Batey's address, apart from containing the big announcement, was like a footy grand final rev-up.
He admitted after the presentation that he felt like a kid who had just got precisely what he wanted for Christmas.
And he said that it was all part of grander Holden plans that include Commodore engine upgrades in the very near future and a new production line in Adelaide to build the small Cruze.
Batey, a long-time General Motors man originally from England, and Dane, of Irish origin but now proudly Australian, go back more than 12 years to a Vauxhall racing deal in the UK.
Unlike Ford, Holden can not only live with Dane's top-shelf sponsorship portfolio but indeed welcomes it, happy to be a subsidiary presence on the cars to the red Vodafone livery that so troubled the Blue Oval chiefs.
What Holden, and Batey, wanted most of all was a winner -- and one that it foresees will motivate (Tom) Walkinshaw's factory-bankrolled HRT to perform to its maximum.
An announcement about HRT is expected this Friday ahead of the weekend's Sandown round of the V8 Supercar Championship.
Dane is excited at working with a company that is (again) oozing enthusiasm for racing rather than the "mausoleum" he encountered on the other side of Melbourne at Ford's Broadmeadows headquarters.
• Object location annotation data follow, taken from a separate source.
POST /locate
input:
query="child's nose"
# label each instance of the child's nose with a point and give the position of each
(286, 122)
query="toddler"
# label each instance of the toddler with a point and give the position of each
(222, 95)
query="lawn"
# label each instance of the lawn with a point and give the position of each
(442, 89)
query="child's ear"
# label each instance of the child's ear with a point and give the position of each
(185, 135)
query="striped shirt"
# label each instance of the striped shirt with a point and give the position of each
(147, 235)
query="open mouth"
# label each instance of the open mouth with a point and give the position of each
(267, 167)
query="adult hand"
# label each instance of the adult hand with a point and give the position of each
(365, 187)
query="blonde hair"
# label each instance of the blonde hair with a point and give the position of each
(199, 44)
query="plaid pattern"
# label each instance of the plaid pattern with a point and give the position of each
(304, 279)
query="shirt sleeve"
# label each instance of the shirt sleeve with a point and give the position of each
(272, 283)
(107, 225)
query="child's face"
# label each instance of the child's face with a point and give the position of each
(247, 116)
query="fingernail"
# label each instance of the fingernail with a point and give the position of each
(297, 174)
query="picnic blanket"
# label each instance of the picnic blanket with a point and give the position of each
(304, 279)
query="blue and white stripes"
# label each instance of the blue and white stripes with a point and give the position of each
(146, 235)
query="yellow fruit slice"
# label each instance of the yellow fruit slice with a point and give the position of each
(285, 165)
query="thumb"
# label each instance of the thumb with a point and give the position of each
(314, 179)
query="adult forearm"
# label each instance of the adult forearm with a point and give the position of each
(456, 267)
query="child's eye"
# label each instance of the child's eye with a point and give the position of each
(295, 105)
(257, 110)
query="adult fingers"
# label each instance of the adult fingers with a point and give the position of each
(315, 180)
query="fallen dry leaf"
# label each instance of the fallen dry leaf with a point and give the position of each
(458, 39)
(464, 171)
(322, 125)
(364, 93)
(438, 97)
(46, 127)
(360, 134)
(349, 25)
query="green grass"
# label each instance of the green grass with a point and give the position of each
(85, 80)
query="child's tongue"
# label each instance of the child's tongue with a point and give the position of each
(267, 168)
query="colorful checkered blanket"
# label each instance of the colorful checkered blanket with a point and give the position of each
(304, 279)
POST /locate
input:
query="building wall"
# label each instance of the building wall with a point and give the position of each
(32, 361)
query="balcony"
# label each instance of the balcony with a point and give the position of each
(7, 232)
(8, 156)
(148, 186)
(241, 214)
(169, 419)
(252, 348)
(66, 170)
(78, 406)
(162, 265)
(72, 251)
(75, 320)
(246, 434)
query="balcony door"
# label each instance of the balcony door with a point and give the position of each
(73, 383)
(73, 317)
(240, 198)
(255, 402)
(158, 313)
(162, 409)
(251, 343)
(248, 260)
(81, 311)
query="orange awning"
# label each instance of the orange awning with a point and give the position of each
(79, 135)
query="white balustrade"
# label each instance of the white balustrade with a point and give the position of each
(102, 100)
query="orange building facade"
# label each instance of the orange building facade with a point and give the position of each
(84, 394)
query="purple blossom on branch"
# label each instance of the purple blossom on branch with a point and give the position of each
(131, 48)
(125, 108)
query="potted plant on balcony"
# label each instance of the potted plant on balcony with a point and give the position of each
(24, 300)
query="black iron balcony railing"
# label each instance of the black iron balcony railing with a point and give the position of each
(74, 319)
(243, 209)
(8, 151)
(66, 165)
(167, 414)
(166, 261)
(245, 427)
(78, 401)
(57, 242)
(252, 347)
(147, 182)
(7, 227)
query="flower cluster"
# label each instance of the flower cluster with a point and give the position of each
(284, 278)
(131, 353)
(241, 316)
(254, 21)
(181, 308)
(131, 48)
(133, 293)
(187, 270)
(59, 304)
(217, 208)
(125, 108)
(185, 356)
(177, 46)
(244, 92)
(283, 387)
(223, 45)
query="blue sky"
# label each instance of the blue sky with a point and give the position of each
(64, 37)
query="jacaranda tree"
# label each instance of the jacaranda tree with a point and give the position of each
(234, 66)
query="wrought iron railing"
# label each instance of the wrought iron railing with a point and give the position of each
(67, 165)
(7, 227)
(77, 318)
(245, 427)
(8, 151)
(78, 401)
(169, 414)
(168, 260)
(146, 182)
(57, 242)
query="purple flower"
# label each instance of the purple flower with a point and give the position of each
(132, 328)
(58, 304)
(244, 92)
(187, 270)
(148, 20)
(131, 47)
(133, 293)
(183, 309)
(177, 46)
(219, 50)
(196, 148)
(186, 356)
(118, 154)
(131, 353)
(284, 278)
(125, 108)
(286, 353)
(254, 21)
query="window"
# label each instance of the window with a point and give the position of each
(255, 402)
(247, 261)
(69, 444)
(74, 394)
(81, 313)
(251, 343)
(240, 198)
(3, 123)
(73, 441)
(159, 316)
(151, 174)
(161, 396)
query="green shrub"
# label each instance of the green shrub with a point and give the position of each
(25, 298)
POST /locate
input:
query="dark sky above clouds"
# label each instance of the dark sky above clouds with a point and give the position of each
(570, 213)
In all of this Holden gets back V8 Supercar's most popular driver, Craig Lowndes, for effectively nothing, after Ford shelled out $5 million (over five years) to woo him nine years ago.
Lowndes wasn't at today's announcement because, unlike Dane and Whincup, he is still under contract to Ford.
But Whincup was there, talking of his hopes of winning another national title with Holden next year -- which could be his third if he claims his second this year in Team Vodafone's "Hogster" (a Falcon without a Blue Oval badge after Ford decided to contribute financially only to Ford Performance Racing and Stone Brothers Racing this year).
"This (switch) is a fantastic step forward," said Whincup, confident that Team Vodafone can bring its supporter base as well as its winning ways to the Lion camp.
Dane admitted that Triple Eight had been working on its Holden engineering project "for quite a while".
He said that Triple Eight, apart from building customer race cars, was already a supplier to all but two V8 Supercar teams (Ford and Holden) -- and that he saw that continuing.
But, while it is willing to assist existing customer teams including Jim Beam/Dick Johnson Racing, it will no longer build Falcons for anyone.
All Triple Eight's development focus will be on Holdens.
Inevitably there are going to be some losers out of this -- lesser teams that have enjoyed Holden's financial support -- but all the portents are that this is a great deal for Holden.
Its American parent is a long way from being out of the woods yet, and Holden is still just either side of break-even at the minute, but by recruiting Team Vodafone it's just kicked a massive goal in motorsport.